Various pdfs (that I don't know how to link here) from university websites agree that: Four distinct growth stages of small grains are generally recognized for harvest:
  • Boot - the stage just prior to heading out. The flag leaf is fully expanded, but the awns and grain head are not visible. The grain head can be felt in the flag leaf sheath. Boot stage lasts for about a week to ten days.
  • Flower - the stage where the grain head and supporting stem have emerged from the flag leaf sheath. The plant has completed vegetative growth and entered the reproductive stage. If you shake the grain head into your hand, the yellow pollen may be visible. Lasts about five to seven days.
  • Milk - when the grain head begins to develop. A white, milky fluid appears when a kernel is squeezed. Lasts about ten days.
  • Soft dough - kernel is well formed and filled with starch. When squeeze, there is no milky fluid, only a rubbery dough-like substance. Lasts about a week to ten days.
And there are tremendous differences in yield and feeding value depend on which growth stage it is harvested.

  • Percent crude protein and digestibility are higher at the earlier, less mature stages
  • Percent non-structural carb is lowest at the early growth stage and highest at soft dough stage
  • Percent lignin is lowest at the early growth stages and highest at soft dough stage

So

I can see how the advantages (higher protein and lower antinutrients such as lignons) would offset the higher (too high?) fiber to result in similar "feed value."

One of the things I value in this book is how different the perspective is - I find it much too easy to let things said the same way a bazillion times slide by without realizing I didn't understand them very well.

I laugh at the fat being a kind of carb.
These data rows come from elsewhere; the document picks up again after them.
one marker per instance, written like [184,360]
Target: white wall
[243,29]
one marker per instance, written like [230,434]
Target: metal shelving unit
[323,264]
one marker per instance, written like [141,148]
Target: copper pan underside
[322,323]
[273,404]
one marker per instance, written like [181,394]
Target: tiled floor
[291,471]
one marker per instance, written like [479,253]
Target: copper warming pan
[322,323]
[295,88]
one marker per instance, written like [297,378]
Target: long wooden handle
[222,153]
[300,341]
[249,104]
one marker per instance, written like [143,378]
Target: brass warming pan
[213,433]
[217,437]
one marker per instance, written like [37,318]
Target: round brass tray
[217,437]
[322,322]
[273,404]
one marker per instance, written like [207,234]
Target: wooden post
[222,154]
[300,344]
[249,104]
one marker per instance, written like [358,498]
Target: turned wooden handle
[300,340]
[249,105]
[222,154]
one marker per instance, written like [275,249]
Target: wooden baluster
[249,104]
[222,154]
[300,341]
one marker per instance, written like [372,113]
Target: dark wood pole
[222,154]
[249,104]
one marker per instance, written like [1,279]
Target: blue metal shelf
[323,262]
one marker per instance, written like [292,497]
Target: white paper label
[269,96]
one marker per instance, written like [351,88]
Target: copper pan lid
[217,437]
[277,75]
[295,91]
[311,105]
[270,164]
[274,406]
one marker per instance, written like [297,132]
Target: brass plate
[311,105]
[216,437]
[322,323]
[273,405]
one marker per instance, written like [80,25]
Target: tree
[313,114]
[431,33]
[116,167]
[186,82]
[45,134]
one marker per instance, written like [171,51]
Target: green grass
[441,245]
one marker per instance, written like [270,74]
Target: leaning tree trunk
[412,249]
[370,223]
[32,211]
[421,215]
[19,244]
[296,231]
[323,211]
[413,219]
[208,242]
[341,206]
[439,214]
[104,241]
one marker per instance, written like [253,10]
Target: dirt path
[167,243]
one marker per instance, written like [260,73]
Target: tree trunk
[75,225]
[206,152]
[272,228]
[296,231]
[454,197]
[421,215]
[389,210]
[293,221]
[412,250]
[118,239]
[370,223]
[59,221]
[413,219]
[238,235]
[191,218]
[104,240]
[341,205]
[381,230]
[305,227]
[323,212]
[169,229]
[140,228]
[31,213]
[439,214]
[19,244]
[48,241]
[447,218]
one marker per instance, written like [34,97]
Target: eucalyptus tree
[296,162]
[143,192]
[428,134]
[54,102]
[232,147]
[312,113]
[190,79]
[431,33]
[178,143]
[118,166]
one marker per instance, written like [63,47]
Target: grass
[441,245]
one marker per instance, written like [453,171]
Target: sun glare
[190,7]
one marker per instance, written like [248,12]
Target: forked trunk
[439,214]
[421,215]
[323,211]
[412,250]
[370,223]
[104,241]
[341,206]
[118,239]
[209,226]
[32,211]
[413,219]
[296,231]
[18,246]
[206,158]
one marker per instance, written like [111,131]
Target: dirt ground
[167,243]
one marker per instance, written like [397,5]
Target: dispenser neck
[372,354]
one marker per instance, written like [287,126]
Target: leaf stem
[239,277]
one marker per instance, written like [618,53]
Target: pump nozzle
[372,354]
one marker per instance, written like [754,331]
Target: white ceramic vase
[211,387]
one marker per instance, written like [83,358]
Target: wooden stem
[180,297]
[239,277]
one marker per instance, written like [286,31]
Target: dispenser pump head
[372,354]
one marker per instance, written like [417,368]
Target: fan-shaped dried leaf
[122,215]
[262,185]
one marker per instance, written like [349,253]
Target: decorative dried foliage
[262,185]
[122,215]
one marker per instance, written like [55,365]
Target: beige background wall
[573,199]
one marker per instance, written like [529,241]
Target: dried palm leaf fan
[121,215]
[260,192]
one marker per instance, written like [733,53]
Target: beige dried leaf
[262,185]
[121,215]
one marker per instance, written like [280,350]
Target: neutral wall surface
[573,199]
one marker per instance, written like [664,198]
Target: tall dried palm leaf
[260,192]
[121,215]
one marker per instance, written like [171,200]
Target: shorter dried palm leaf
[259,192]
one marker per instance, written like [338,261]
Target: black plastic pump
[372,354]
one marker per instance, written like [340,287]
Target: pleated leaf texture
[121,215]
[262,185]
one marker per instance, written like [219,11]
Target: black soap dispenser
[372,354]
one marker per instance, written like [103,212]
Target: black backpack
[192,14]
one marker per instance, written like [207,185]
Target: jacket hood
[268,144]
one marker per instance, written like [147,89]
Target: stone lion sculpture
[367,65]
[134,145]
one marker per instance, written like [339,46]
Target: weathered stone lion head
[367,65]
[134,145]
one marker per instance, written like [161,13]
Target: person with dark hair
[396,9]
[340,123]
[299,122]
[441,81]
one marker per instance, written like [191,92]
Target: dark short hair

But I have no doubt currant knowledge is off too. I like the parts where Robinson says things like "In Europe, [buckwheat products] use is more common, as the preference there for white fat in poultry makes corn an objectionable food" or "Poultry...will eat the cleaned seed [of broom-corn] as readily as wheat, and thrive just as well on it."

and things like this:

"Cabbage, sown thickly in rows and fed from these sowings without waiting for heads, has been found one of the most economical of green foods." So, is a missing piece? When the many Landgrant Universities put out bulletins on feeding poultry in the first half of the 20th century, did they mean this when they said "cabbage" instead of hanging a head of cabbage?

Answers usually lead to more questions. That is okay.